I've been struggling for a few days to solve the this task in R (I'm a former SAS user).
The setting/study - Observational data. Patients with Crohns Disease. Data was collected annually during 2002–2013. - Patients can be included any year and visits may be irregular on a annual basis. - I know the exact day of death for each patient. VARIABLE: DEATH_YEAR - I know the exact day of relapse (the endpoint of interest). VARIABLE: RELAPSE_YEAR
I am interested in the incidence of relapse and I need to calculate the number of relapses each year divided by the number of individuals alive that year. Now the problem is that from inclusion, individuals come irregularly, but I do know if they are actually alive that year and if they have experienced a relapse.
I could solve this if I could create 12 new variables for each patient. Each new variable should be the calendar year and this variable should be set to '1' if the patient is alive that year and has not yet experienced the event.
Thus the problem is that i need to create a 'year-variables' that are set to '1' for each year at inclusion and thereafter, given that the person is not dead, or has experienced the event.
An example: Patient X was included 2005 and died 2009. For him I would need he following variables: '2005', '2006', '2007', '2008' and '2009' set to '1'. Patient Y was included 2005 and experienced event 2007. For him I would need the following variables: '2005', '2006', 2007' set to '1'. (Yes, year of event/death need still be set to '1').
Here is how my data set looks:
data <- read.table(header = TRUE, text = "
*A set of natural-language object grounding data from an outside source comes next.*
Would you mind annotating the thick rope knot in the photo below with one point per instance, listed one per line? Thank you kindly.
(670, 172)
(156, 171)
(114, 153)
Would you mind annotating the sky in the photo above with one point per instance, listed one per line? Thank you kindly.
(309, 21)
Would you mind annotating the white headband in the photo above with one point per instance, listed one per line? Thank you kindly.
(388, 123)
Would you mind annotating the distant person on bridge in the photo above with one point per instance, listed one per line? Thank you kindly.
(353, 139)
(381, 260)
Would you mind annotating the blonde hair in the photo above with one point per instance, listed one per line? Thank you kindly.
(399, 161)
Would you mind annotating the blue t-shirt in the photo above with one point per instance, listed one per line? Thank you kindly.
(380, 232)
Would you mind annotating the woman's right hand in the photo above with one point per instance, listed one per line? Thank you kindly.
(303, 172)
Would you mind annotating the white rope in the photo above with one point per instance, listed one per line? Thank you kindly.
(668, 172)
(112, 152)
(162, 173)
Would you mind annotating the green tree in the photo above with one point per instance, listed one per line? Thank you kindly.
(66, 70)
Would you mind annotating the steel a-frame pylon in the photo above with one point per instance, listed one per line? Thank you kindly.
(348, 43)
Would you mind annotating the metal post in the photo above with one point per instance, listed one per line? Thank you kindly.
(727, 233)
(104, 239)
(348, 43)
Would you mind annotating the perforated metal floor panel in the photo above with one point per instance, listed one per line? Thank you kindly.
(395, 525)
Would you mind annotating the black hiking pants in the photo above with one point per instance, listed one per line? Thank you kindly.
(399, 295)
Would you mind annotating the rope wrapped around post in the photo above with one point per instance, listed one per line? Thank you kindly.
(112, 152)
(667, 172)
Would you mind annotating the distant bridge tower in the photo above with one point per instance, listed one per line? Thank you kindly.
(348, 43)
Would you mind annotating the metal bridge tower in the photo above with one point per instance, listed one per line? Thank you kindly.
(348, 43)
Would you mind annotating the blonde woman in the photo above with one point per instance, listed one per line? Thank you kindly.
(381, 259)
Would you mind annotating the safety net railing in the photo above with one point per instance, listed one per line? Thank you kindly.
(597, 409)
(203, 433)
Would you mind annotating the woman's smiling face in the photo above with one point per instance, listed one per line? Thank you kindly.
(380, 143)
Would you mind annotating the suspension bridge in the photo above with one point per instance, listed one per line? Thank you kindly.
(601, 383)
patient visit first_visit relapse_year death_year
1 2003 2003 . 2010
1 2004 2003 . 2010
1 2009 2003 . 2010
2 2002 2002 2006 .
2 2006 2002 2006 .
2 2006 2002 2006 .
2 2008 2002 2006 .
2 2012 2002 2006 .
3 2004 2004 . .
3 2008 2004 . .
3 2008 2004 . .
")
Here is the DESIRED data set
desired_data <- read.table(header = TRUE, text = "
patient visit first_visit relapse_year death_year YEAR2002 YEAR2003 YEAR2004 YEAR2005 YEAR2006 YEAR2007 YEAR2008 YEAR2009 YEAR2010 YEAR2011 YEAR2012
1 2003 2003 . 2010 . 1 1 1 1 1 1 1 1 . .
1 2004 2003 . 2010 . 1 1 1 1 1 1 1 1 . .
1 2009 2003 . 2010 . 1 1 1 1 1 1 1 1 . .
2 2002 2002 2006 . 1 1 1 1 1 . . . . . .
2 2006 2002 2006 . 1 1 1 1 1 . . . . . .
2 2006 2002 2006 . 1 1 1 1 1 . . . . . .
2 2008 2002 2006 . 1 1 1 1 1 . . . . . .
2 2012 2002 2006 . 1 1 1 1 1 . . . . . .
3 2004 2004 . . . . 1 1 1 1 1 1 1 1 1
3 2008 2004 . . . . 1 1 1 1 1 1 1 1 1
3 2008 2004 . . . . 1 1 1 1 1 1 1 1 1
")
I would be extremely grateful for any advice on this! Thanks in advance!